Ben beni sana verir, ben bensiz sen olurum…

Şimdi hayat, varlığınla yokluğun arasına kurulan bir köprüde yürümek gibi bir şey…Belki bu Azrail’in yeryüzündeki yüzü, biraz mola verdi hayatıma. Biraz yokluğunun zifir çiçeklerini verdi, belki de kucağıma… Ve ben, her gün, bu çiçekleri anı sırasına göre renklerini derliyorum.
YAŞAMIN BİR KESİTİ BU…Bunlar olmasaydı belki bu güne kadar öfke tarifleri dökülmezdi kalem diplerinden…

Sana seni sevdiğime dair yazdığım eski yazılarla geceleri ateş böcekleri ile ismini ve seni seviyorum diye, gökyüzüne yazdıklarım geldi aklıma. Senin yazdığın rüzgâr kokunu yüzüme yüzüme vuruyor yokluğunda diye çektiğin mesajları okuyorum… Gülümsüyorum…

Sevgi fırtınasıydı belki de bu. Bir sana doğru bir bana doğru savruluyordu sanki kum taneleri arasından…
Sevgi fırtınasıydı bu, birbirimize ters eserek bizi kucak kucağa iten.
VE AŞK GÜLÜMSÜYORDU ARAMIZDA,
BİZİ SEVİYORUZ DEDİRTİYORDU BİZE.

Bizi sevmek, sen beni ben seni sevmek arasında bir kelepçeli zincirdi sanki, tutunuyorduk bir birimize. GÜLÜMSÜYORDUK HAYATA…
Sevginin lüksünü yaşıyorduk ozanların aşk tariflerinin üstünde bir sevgi gibiydi…
Hayat bizimle sevgi birleşmesinde durmuştu. Geçmeyen zamanların uzunluğunu yürek çarpıntıları ile yaşıyorduk. ARAMIZDA KONUŞAN SEVGİYDİ,
SEVİLDİKÇE, BİZ BİRBİRİMİZİ SEVDİKÇE O COŞUYORDU…
SEVGİ BİZDE YEDİVEREN GÜLÜ GİBİ KALIYORDU. Biz onda misafir o bizde hancıydı. Şarkılar söylüyorduk hep birlikte, raks ediyorduk bitmeyen senfonilerle ve biz bitmiyorduk aşkta, AŞK BİZİ BÜTÜNLÜYORDU.

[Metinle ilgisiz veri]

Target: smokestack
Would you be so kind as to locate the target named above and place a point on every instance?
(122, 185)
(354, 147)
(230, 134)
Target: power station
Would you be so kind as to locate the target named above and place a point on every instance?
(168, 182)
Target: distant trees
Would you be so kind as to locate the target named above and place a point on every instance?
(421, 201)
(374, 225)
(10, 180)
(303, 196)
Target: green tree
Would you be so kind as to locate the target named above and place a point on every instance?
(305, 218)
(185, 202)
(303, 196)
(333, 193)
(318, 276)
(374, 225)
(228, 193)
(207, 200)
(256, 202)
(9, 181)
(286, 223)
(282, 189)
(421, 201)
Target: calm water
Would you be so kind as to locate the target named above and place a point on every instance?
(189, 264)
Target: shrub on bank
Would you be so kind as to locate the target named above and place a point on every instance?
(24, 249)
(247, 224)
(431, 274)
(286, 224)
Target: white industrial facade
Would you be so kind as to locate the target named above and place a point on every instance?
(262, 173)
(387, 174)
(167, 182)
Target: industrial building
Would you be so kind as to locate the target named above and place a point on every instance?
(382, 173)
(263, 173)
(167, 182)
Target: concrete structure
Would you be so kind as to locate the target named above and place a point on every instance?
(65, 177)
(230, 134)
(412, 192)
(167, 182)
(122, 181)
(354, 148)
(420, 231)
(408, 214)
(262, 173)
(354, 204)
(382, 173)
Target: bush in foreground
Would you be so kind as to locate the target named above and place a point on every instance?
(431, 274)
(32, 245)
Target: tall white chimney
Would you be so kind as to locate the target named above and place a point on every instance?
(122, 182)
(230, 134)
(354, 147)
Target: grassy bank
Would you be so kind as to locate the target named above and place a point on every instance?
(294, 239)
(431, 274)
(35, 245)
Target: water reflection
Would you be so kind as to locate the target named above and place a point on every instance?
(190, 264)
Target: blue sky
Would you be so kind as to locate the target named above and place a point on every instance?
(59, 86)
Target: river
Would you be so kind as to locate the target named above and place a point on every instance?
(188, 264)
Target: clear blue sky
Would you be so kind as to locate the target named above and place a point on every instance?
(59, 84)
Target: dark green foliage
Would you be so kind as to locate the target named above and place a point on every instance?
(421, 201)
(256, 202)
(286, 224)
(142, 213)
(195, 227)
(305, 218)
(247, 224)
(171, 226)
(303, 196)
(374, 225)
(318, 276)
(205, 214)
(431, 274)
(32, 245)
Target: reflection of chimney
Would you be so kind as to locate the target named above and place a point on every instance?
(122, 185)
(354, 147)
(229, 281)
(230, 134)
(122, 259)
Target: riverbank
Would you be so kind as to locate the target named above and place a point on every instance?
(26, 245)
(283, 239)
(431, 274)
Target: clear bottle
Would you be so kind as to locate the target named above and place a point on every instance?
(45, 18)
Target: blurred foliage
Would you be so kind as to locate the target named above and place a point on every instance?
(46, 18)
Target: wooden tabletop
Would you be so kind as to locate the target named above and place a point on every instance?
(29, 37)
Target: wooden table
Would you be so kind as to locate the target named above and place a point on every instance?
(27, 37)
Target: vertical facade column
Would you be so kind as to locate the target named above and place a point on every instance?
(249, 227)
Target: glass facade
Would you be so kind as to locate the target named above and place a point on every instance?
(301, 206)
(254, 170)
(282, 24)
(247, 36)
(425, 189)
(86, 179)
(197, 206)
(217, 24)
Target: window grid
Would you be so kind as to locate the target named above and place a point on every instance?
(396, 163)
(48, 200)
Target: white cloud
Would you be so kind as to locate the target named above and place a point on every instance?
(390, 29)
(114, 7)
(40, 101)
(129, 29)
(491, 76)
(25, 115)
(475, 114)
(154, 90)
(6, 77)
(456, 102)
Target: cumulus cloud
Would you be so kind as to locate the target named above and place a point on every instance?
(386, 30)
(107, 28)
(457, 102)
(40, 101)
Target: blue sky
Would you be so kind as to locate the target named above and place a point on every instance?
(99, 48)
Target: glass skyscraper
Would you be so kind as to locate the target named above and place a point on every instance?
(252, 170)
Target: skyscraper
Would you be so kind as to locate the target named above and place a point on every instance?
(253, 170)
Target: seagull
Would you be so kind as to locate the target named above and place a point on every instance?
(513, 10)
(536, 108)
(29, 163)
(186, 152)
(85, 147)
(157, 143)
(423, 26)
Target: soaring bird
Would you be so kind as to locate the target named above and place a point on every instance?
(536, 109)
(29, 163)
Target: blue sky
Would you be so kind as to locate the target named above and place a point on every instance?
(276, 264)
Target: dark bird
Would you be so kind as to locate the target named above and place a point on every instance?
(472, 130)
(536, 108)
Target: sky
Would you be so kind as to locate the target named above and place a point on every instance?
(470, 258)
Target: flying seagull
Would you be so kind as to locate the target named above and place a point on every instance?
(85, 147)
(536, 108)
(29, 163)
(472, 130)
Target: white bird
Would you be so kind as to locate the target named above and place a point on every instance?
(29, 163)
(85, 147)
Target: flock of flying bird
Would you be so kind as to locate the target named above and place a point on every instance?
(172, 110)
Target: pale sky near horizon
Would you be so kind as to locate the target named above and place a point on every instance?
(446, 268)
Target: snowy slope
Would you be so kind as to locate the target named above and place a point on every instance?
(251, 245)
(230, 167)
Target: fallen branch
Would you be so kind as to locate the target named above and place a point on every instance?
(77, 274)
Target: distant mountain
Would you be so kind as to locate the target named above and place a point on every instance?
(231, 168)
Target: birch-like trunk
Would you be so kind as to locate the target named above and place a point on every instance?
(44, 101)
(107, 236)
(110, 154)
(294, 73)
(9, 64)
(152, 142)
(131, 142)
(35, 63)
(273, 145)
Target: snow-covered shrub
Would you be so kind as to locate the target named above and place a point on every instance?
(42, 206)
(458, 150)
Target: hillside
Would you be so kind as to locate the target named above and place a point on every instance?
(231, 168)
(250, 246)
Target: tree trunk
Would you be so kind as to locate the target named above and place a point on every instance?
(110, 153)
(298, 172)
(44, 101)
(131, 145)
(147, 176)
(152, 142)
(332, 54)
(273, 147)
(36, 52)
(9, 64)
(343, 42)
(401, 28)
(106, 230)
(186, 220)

KOCAMAN TOPLARIMIZ KOCAMAN BALONLARIMIZ, KIRIK KOLLU, OYUNCAK ARAP YÜZLÜ BEBEĞİMİZ VARDI ELİMİZDE.. Birimiz tutup birimiz takıyordu kırık kolunu ve gülüyorduk onardık diye. AŞK BİZİM ÇOCUKLUĞUMUZLA EĞLENİYORDU, BİZ AŞKLA YÖRESEL OYUNLAR OYNUYORDUK…

Dalından, kiraz, armut ve portakal topluyorduk dört mevsim.

SEVGİ BİZDE DÖRT MEVSİM ÇOCUK KALIYORDU. VE BİZ SEVGİDE HİÇ ESKİMİYORDUK.
Seni seviyorum sevgi haykırışları rüzgârla hırçın dalgalara karışıp, ıssız koyda sevgi çiçekleri, yediveren gülleri tomurcukları oluyordu. Ve sevgi bizimle hep gülüyordu. Sevgi gülünce biz gülüyorduk. ÇILDIRIYORDU YÜREĞİMİZ.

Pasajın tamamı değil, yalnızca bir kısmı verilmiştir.